DSMによるうつ病の兆候と症状

DSM‑IV‑TR(精神障害の診断・統計マニュアル)は、臨床医がうつ病や不安障害などの精神疾患を診断する際に用いる標準的な指針です。各障害について、発症期間、特徴的な兆候・症状、診断基準が詳細に示されています。本稿では、DSM‑IV‑TR が定めるうつ病(大うつ病性障害)および持続性抑うつ障害(ジストミア)の代表的な症状を分かりやすく紹介します。

悲しみ(抑うつ気分)

DSM‑IV‑TR では、うつ病の診断には「抑うつ気分が少なくとも2週間続く」ことが必要です。持続的な悲しみや絶望感が2週間以上続くと、大うつ病性障害の可能性が高まります。慢性的な抑うつ(ジストミア)では、最低でも2年間にわたり、食欲・睡眠障害、エネルギー低下、自己評価の低下、集中困難、絶望感が見られます。

快楽の喪失(興味・喜びの減退)

うつ状態になると、かつて楽しんでいた活動に対する興味や喜びが失われます。読書が好きだった人が読むことに苦痛を感じたり、週末にゴルフを楽しんでいた人がゲームをキャンセルしたりするのは典型的な例です。

食欲・睡眠の変化

食欲の増減や体重変化はうつ病のよくある症状です。また、睡眠障害も頻繁に見られ、過度の眠気でベッドから起きられない場合や、逆に入眠困難・中途覚醒に悩む場合があります。

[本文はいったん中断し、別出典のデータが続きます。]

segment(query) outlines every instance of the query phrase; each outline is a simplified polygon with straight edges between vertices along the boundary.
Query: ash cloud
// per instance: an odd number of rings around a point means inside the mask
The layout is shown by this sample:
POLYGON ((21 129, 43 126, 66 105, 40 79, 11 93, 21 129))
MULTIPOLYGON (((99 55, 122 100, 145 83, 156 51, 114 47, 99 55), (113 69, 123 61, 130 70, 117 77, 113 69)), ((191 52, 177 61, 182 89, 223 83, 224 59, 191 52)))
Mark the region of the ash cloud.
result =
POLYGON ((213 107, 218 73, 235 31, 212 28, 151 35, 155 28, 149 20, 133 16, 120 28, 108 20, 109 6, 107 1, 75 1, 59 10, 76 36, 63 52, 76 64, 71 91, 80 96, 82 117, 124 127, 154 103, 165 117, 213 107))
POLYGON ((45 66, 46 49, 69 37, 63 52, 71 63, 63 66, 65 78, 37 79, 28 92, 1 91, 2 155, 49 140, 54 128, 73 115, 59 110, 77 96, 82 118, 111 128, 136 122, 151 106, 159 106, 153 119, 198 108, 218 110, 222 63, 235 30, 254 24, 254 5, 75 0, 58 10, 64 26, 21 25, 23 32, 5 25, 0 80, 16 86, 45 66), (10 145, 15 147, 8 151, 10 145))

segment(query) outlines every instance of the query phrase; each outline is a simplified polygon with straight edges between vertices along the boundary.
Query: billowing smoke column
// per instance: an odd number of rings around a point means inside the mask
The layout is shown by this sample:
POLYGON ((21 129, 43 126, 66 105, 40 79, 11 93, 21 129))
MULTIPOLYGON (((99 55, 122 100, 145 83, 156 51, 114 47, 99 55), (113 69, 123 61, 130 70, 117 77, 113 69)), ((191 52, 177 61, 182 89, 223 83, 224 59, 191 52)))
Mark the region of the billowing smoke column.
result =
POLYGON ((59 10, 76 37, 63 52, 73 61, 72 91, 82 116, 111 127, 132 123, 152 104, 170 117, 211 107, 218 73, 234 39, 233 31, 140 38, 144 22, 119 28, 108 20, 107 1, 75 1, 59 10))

これらは日常生活に大きな支障をきたします。

疲労感・エネルギー低下

うつ病患者は体が重く感じ、仕事や家事に対してエネルギーが足りないと感じます。昼間に頻繁に昼寝を取らざるを得ないこともありますが、睡眠不足が続くとさらに疲労感が悪化します。

その他の情緒的サイン

無価値感や恥ずかしさ、絶望感が強くなると、死や自殺について考えることがあります。自殺念慮はうつ病の最も深刻な症状の一つであり、早急に専門家の支援を受けることが不可欠です。

集中力の低下

うつ状態では集中力が著しく低下し、仕事や学業での期限遵守が困難になります。結果として職場での評価が下がり、失業や退学に至るケースもあります。

以上の症状が複数当てはまる場合は、精神科医や臨床心理士に相談し、適切な診断と治療を受けることが重要です。